O Morto tinha um feitio
singular. Uma força desconhecida – dessa corrente a que estamos sujeitos toda a
vida – impelia-o para o mal. A sua maneira de falar era curiosa, como a de
todas as pessoas que vivem sós e a quem o tempo sobra para refletir.

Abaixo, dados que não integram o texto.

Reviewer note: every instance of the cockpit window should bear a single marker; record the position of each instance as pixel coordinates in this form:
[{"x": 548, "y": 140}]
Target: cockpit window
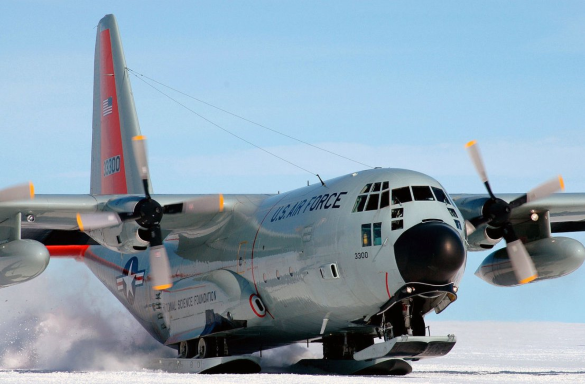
[
  {"x": 385, "y": 199},
  {"x": 360, "y": 203},
  {"x": 370, "y": 198},
  {"x": 401, "y": 195},
  {"x": 373, "y": 202},
  {"x": 422, "y": 193},
  {"x": 440, "y": 195}
]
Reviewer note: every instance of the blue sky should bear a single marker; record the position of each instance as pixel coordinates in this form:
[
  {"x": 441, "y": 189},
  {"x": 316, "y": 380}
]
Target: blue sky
[{"x": 391, "y": 84}]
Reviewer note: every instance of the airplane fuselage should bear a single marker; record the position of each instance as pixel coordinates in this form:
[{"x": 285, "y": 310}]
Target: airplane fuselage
[{"x": 316, "y": 261}]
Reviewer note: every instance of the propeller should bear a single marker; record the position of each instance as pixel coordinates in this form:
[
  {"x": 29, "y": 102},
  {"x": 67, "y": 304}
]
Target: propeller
[
  {"x": 496, "y": 213},
  {"x": 147, "y": 213}
]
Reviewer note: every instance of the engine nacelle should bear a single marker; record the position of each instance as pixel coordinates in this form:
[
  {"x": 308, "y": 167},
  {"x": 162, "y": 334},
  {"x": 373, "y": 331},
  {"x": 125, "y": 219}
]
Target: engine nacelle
[
  {"x": 123, "y": 238},
  {"x": 22, "y": 260},
  {"x": 553, "y": 257},
  {"x": 480, "y": 239}
]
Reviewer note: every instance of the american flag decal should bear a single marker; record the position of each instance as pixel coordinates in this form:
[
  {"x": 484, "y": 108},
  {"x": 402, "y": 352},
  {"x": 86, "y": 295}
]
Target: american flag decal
[{"x": 107, "y": 106}]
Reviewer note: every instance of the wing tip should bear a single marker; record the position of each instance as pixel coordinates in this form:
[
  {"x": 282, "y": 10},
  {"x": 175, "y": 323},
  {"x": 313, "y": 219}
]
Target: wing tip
[{"x": 529, "y": 279}]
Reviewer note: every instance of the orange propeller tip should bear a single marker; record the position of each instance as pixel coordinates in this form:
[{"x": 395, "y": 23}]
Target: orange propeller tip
[{"x": 162, "y": 287}]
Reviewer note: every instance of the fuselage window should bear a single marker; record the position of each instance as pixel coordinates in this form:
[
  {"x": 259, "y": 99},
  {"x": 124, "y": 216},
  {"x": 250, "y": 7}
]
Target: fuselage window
[
  {"x": 373, "y": 202},
  {"x": 401, "y": 195},
  {"x": 366, "y": 235},
  {"x": 366, "y": 189},
  {"x": 377, "y": 233},
  {"x": 422, "y": 193}
]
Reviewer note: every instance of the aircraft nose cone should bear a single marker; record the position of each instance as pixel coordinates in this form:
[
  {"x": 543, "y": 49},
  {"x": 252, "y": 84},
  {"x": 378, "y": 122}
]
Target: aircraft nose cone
[{"x": 430, "y": 253}]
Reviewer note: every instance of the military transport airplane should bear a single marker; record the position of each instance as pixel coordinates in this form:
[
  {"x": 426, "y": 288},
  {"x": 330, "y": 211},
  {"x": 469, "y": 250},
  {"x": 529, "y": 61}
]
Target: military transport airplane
[{"x": 359, "y": 257}]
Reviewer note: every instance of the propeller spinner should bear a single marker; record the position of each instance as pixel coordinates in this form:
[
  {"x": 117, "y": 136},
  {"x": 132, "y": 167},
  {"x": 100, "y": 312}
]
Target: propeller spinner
[{"x": 496, "y": 213}]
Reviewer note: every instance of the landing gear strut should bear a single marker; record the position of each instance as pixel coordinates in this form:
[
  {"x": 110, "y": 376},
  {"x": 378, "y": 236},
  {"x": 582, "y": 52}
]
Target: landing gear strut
[{"x": 203, "y": 348}]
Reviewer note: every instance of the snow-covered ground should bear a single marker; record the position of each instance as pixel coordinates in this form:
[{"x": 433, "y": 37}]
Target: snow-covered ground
[
  {"x": 490, "y": 352},
  {"x": 55, "y": 330}
]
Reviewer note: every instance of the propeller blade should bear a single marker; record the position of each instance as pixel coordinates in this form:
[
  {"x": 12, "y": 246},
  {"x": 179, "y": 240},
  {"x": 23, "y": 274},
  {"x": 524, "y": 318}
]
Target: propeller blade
[
  {"x": 139, "y": 147},
  {"x": 473, "y": 150},
  {"x": 160, "y": 269},
  {"x": 540, "y": 192},
  {"x": 521, "y": 262},
  {"x": 24, "y": 191},
  {"x": 97, "y": 220}
]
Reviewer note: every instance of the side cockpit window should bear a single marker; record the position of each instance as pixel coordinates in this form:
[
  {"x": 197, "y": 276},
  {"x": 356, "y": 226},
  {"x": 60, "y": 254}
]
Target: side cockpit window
[
  {"x": 367, "y": 239},
  {"x": 401, "y": 195},
  {"x": 373, "y": 196},
  {"x": 440, "y": 195},
  {"x": 422, "y": 193}
]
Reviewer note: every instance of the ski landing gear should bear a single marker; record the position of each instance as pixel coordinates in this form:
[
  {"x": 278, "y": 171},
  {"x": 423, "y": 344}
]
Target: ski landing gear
[
  {"x": 338, "y": 358},
  {"x": 207, "y": 355}
]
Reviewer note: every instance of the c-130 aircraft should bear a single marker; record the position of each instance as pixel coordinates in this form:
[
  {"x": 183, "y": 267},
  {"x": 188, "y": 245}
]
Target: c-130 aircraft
[{"x": 361, "y": 257}]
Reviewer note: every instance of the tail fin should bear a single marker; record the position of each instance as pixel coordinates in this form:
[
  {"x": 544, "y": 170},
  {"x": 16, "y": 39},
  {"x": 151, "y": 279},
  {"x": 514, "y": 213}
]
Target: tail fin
[{"x": 113, "y": 169}]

– Quem és tu? – disse-lhe o
Gabiru.
– Sou filho do crime. Que
te importa o meu nome? O meu nome ao certo ninguém o saberá. Não tenho família.
– Quem te criou?
– Os ladrões.
– Se não tens onde dormir,
deita-te lá em cima.
E enquanto o ladrão dormia
aos solavancos, acordando de estação, para de novo mergulhar num sono profundo,
o Gabiru cismava, olhando-o.
Às vezes o ladrão tornava e
o filósofo repartia com ele o seu pão. Depois dizia-lhe:
– Dorme.
Mas nessa noite o Morto,
mais agitado, não quis dormir. Sentados à beira um do outro falam durante largo
tempo.
– Qual?
– Este, de primavera. Até
na cadeia, quando numa noite assim o luar consegue entrar pelos buracos, os
ladrões acordam sobressaltados. Tenho visto assassinos abalados. Havia duma vez
um velho, que matou uma criança por nada, para se rir, e que numa noite destas
encostou a boca às grades para respirar com sofreguidão e desatou a cantar.
Este tempo tira a força.
– Escuta. Não ouves nada?
– Nada... Durante o tempo
que persisti na cadeia conheci cada um... Os que matam inda são os que têm
melhor coração.
– Tu para que roubas?
– Roubo porque tenho de
roubar. É o meu fado. Cada um tem o seu. Tudo o que a gente faz está escrito no
livro do destino. Eu bem sei que inda hei de fazer pior quando soar a hora...
– Que hora?
– A minha hora. Todos neste
mundo têm uma em que cumprem aquilo para que foram criados. Cada qual nasce
para o que nasce. Há-os, por exemplo, que chegada a sua hora matam. Pensas que
é para roubar? Matam uma criança que nunca lhes fez mal.
– De que serve fazer mal?
– Em primeiro lugar é fazer
mal, e quando a gente nasce para fazer mal, é sempre bom fazê-lo. Tenho horas
em que tudo em mim – tudo! – me prega que faça mal e as minhas mãos procuram
logo quem matar. Às vezes sonho que mato. É sinal que a
minha hora ainda não soou.
– E Deus?
– Deus foi que me criou,
Deus não se importa. Que tenho eu que fazer neste mundo? Só mal. É porque Deus
me criou para o mal.
– Resiste.
– Quando a gente é criada
para isto, não há nada que nos impeça... Uma criança...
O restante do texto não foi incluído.